日本の夏の風物詩ともなっているお盆
正式には「盂蘭盆」といい、インドのウラバーナという言葉から由来されています。
このウラバーナに纏わるこんなお話があります。
お釈迦様には十大弟子と呼ばれた神通力を持つ優れた弟子達がおりました。
神通力というと突拍子もないように聞こえますがそうではなく、
今で言う人間離れした才能や天才と呼ばれるような人の力を神通力と表現をしていたのでしょう。
中でも“目連尊者”という弟子は、自分の居ない場所や過去未来が見える力を持っていました。
目連様は、欲に塗れた人生を送った亡き母の死後を心配しておりました。
持ち前の神通力で亡き母の生活を確認しますと、やはり亡き母は飢えや渇きに苦しんでいたのです。
目連様はお釈迦様に相談をしますと、
「7月15日に多くの僧侶が集まるから、僧侶たちに食を施し、ご供養をして頂きなさい」
目連様はお釈迦様に言われた通りにしたところ、その結果亡き母は救われました。
このエピソードが盂蘭盆の元となるお話です。
そして日本人が持っていた祖先崇拝の心と交じり合い、
御世話になった方にもう一度会いたい、お近づきになりたい、そういった日本人の豊かな心が作り上げた、
ご先祖様が帰ってくるという何とも奥ゆかしく温かい文化となりました。
自宅の仏壇に精霊棚というスペースを準備し、
・キュウリ馬(馬に乗って早く帰ってきて)
・ナス牛(牛に乗ってゆっくり帰ってね)
・提灯(帰ってくる際の目印)
こういったものを供えて丁重にお迎えをします。
七夕が男女のロマンチックな年に一度の出会いならば、お盆はご先祖様との年に一度のロマンチックな出会いな訳でございます。
そして家族で共に時間を過ごし“お爺ちゃんはこんな逞しい人だった”お祖母ちゃんはこんな可愛らしい人だった“そんな風にどんなご先祖様の、どれほどのお陰で自分はこの世に生を受けたのかを改めて感じるのです。
今よりも更に厳しい時代を生き抜き、命を繋いできてくれたご先祖様方のお陰で自分は生きているんだ、そのように人として大切な“感謝”の心を育む機会となります。
現代は物と情報は溢れていますが、人と人の繋がりは確かに薄くなっています。
冠婚葬祭くらいしか家族が集まらないという家庭も増えていることでしょう。
宗教文化としては唯一社会的に公式な休みが認められているお盆ですから、是非一日だけでもご先祖様を含めた家族でお過ごし頂ければと思います。

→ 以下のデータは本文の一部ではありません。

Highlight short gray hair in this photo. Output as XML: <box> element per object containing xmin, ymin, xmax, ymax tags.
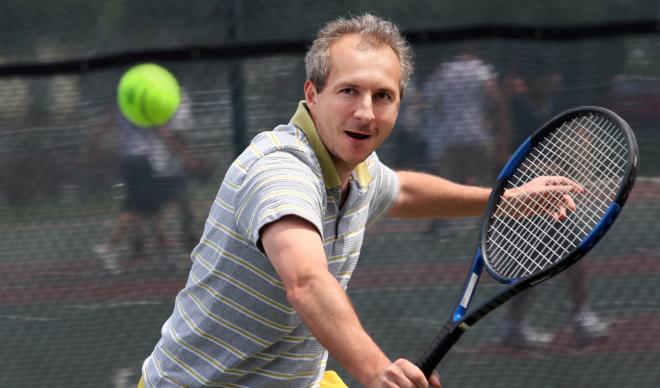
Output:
<box><xmin>305</xmin><ymin>13</ymin><xmax>413</xmax><ymax>96</ymax></box>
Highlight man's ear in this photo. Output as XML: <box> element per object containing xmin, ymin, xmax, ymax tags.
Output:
<box><xmin>305</xmin><ymin>80</ymin><xmax>317</xmax><ymax>107</ymax></box>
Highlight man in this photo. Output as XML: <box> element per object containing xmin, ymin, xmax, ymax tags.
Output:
<box><xmin>143</xmin><ymin>14</ymin><xmax>574</xmax><ymax>387</ymax></box>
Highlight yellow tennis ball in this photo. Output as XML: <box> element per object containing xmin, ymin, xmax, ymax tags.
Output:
<box><xmin>117</xmin><ymin>63</ymin><xmax>181</xmax><ymax>128</ymax></box>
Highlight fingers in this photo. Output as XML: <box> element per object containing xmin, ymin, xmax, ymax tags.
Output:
<box><xmin>536</xmin><ymin>176</ymin><xmax>586</xmax><ymax>193</ymax></box>
<box><xmin>429</xmin><ymin>372</ymin><xmax>441</xmax><ymax>388</ymax></box>
<box><xmin>379</xmin><ymin>358</ymin><xmax>440</xmax><ymax>388</ymax></box>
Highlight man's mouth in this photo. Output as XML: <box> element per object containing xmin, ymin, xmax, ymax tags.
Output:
<box><xmin>346</xmin><ymin>131</ymin><xmax>371</xmax><ymax>140</ymax></box>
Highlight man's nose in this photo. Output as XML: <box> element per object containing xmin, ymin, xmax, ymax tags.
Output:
<box><xmin>355</xmin><ymin>95</ymin><xmax>376</xmax><ymax>123</ymax></box>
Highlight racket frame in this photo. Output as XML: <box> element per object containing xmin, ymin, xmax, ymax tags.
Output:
<box><xmin>416</xmin><ymin>106</ymin><xmax>638</xmax><ymax>377</ymax></box>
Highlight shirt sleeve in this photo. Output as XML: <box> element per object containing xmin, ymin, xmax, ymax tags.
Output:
<box><xmin>234</xmin><ymin>152</ymin><xmax>324</xmax><ymax>249</ymax></box>
<box><xmin>367</xmin><ymin>154</ymin><xmax>400</xmax><ymax>227</ymax></box>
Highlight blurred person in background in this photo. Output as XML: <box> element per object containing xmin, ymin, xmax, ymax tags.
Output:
<box><xmin>423</xmin><ymin>43</ymin><xmax>508</xmax><ymax>185</ymax></box>
<box><xmin>422</xmin><ymin>43</ymin><xmax>508</xmax><ymax>239</ymax></box>
<box><xmin>93</xmin><ymin>94</ymin><xmax>199</xmax><ymax>274</ymax></box>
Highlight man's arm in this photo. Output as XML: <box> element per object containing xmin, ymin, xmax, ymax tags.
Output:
<box><xmin>388</xmin><ymin>171</ymin><xmax>491</xmax><ymax>218</ymax></box>
<box><xmin>261</xmin><ymin>216</ymin><xmax>438</xmax><ymax>387</ymax></box>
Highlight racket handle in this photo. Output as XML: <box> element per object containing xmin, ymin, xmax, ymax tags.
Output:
<box><xmin>415</xmin><ymin>323</ymin><xmax>464</xmax><ymax>378</ymax></box>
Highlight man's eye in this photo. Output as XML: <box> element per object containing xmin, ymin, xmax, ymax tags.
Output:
<box><xmin>375</xmin><ymin>92</ymin><xmax>392</xmax><ymax>101</ymax></box>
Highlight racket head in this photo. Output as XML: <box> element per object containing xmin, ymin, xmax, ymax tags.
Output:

そしてその時間や心情を活かし、それぞれの環境でまた奮闘していくのです。
お寺ではこの時期に「施食会」という法要を行います。
この施食会は先に述べました目連様のお話にまつわるのですが、
年に一度ご縁有る方々をはじめ、全ての仏様方をご供養致します。
全ての仏様とは目連様のお母様の様に飢えに苦しむ方々も当然含まれます。
従って食を施すと書きまして“施食会”と呼ばれる法要なのです。
昔お世話になった恩師、若き頃仲が良かった友人、亡くなったと聞いたがお墓の場所も分からない知人、
そういった方々に対して謹んでご供養をすることも出来る法要なのです。
是非一度「施食会」に足を運んで頂ければと存じます。